Omnichannel-Service und Personalisierung wird 2018 noch weiter ausgebaut werden
Die Digitale Transformation hat dazu geführt, dass sich der Kunde in einer zunehmend komplexen Umgebung Vereinfachungen wünscht. Im nächsten Jahr werden neben dem klassischen Webzugang, Smartphones und anderen mobilen Endgeräten vor allem die Sprachsteuerung sowie auf künstlicher Intelligenz basierende Chatbots weiter an Bedeutung gewinnen. Von diesen Interaktionsmöglichkeiten profitieren sowohl Versicherungsnehmer, Versicherungsmitarbeiter als auch Vermittler. Digitale Fußspuren, die Nutzer bei ihren Aktivitäten im Internet in sozialen Medien hinterlassen, liefern wertvolle Daten zu Versicherungskunden. Diese sind aussagekräftige Parameter für die Produktentwicklung und das Underwriting und werden fortan noch stärker personalisierte Versicherungsangebote und smarte Produkte möglich machen.

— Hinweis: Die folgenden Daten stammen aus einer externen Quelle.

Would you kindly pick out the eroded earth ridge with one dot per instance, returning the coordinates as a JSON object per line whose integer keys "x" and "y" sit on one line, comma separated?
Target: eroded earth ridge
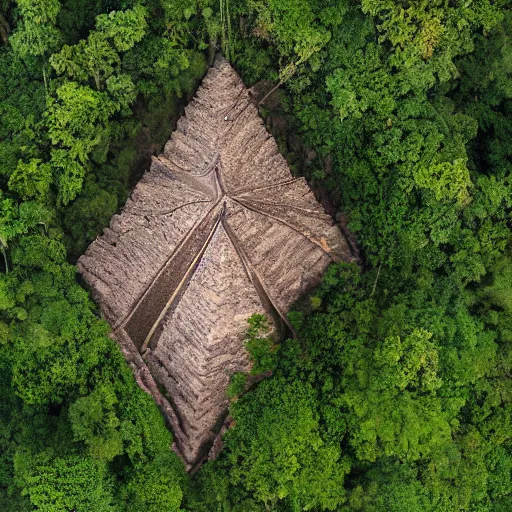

InsurTechs werden langweiliger aber für die Branche bedeutungsvoller
2018 wird zeigen, wie sich InsurTechs mehr und mehr beweisen müssen. In 2017 fand das erste Umdenken statt. Wo bisher InsurTechs noch das Ende der klassischen Versicherer vorhergesagt hatten, stehen die Zeichen vermehrt auf Kollaboration mit der klassischen Versicherungswirtschaft sowie auf Bereicherung der Wertschöpfungskette durch additive Dienste, wie beispielsweise Kundenkommunikation, Underwriting und Tarifierung oder Schadenregulierung. Beispiele hierfür sind Unternehmen wie Octo Telematics im Bereich Telematikdaten oder WeGoLook, welche ein Netzwerk für die Bereiche Risikobewertung, Schadenregulierung und Dokumentation anbietet. InsurTechs werden somit über offene APIs zu Teilnehmern in einem Ökosystem von Versicherungsanbietern.
Traditionelle Versicherer, wie beispielsweise die Basler Gruppe, werden auch stärker in eigene digitale Geschäftsmodelle investieren, wie das Beispiel FRI:DAY aus Berlin zeigt.
Es wird demnach nicht zu einer Disruption des gesamten Versicherungsmarktes kommen. Vielmehr wird ein wechselseitiger Austausch für beide Seiten gewinnbringend sein und die Modernisierung der gesamten Branche in Form einer Technologisierung vorantreiben.